10. The method of claim 9, wherein the obtaining further comprises: sending, by the corresponding mapper node, a data block request to at least one data storage node for the at least one of the plurality of data blocks, wherein the data block request comprises at least the first unique name associated with the at least one of the plurality of data blocks, wherein the data block request is a Hyper Text Transfer Protocol based request, and wherein the first unique name within the data block request is included within a uniform resource locator of the Hyper Text Transfer Protocol based request.

11. A MapReduce system for executing MapReduce jobs, the MapReduce system comprising: one or more information processing systems comprising memory and one or more processors communicatively coupled to the memory, the one or more processors being configured to perform a method comprising: receiving at least one MapReduce job from one or more user programs; dividing at least one input file associated with the MapReduce job into a plurality of data blocks each comprising a plurality of key-value pairs; associating a first unique name with each of the plurality of data blocks; generating, by each of a plurality of mapper nodes, an intermediate dataset for at least one of the plurality of data blocks, the intermediate dataset comprising at least one list of values for each of a set of keys in the plurality of key-value pairs; and associating a second unique name to the intermediate dataset generated by each of the plurality of mapper nodes, wherein the second unique name is based on at least one of the first unique name associated with the at least one of the plurality of data blocks, a set of mapping operations performed on the at least one of the plurality of data blocks to generate the intermediate dataset, and a number associated with a reducer node in a set of reducer nodes assigned to the intermediate dataset.

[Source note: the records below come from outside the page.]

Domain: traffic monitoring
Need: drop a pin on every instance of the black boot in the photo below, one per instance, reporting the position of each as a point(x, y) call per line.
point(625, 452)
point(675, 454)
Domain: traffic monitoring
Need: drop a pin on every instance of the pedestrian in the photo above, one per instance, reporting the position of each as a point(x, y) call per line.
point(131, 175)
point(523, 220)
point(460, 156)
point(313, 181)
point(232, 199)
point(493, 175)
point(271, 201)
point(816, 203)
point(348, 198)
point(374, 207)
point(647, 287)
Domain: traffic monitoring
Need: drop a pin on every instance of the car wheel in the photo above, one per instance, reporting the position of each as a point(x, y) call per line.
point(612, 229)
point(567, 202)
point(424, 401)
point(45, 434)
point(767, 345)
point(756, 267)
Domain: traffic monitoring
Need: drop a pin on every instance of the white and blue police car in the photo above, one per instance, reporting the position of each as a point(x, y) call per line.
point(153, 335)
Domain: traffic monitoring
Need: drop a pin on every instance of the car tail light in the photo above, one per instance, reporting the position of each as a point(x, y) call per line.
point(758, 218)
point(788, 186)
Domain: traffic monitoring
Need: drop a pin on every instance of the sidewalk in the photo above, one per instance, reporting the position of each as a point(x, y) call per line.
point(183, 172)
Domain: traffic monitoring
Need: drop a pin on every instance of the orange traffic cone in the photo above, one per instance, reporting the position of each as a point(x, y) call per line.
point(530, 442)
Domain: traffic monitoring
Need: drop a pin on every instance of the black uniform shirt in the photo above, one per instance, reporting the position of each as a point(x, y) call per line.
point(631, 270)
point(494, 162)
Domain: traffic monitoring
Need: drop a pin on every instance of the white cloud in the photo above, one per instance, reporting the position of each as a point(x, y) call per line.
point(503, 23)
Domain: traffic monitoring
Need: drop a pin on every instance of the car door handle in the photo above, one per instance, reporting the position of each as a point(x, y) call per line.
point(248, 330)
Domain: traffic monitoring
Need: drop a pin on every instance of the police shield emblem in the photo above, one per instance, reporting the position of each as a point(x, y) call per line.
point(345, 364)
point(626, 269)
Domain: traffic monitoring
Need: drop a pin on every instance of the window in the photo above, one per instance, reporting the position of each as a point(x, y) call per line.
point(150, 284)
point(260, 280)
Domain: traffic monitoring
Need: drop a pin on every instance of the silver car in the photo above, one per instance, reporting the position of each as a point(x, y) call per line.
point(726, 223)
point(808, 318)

12. The MapReduce system of claim 11, wherein the method further comprises: sending a separate output dataset request to each of the set of reducer nodes to generate an output dataset, wherein each output dataset request comprises at least the second unique name associated with each intermediate dataset assigned to the reducer node, and an identification of each corresponding mapper node that generated each of the assigned intermediate datasets.

13. The MapReduce system of claim 12, wherein the method further comprises: sending, by each of the set of reducer nodes, a map request to each of the corresponding mapper nodes for the intermediate datasets identified in the output dataset request sent to the reducer node, wherein the map requests comprise at least the second unique name associated with each of the intermediate datasets; receiving, by each of the set of reducer nodes, each of the intermediate datasets requested by the reducer node; reducing, by each of the set of reduce nodes, the intermediate datasets that have been received to at least one output dataset, wherein the reducing comprises combining all the values in the at least one list of values for the key associated with the at least one list of values the intermediate datasets that have been received; and associating a third unique name to the output dataset generated by each of the set of reducer nodes.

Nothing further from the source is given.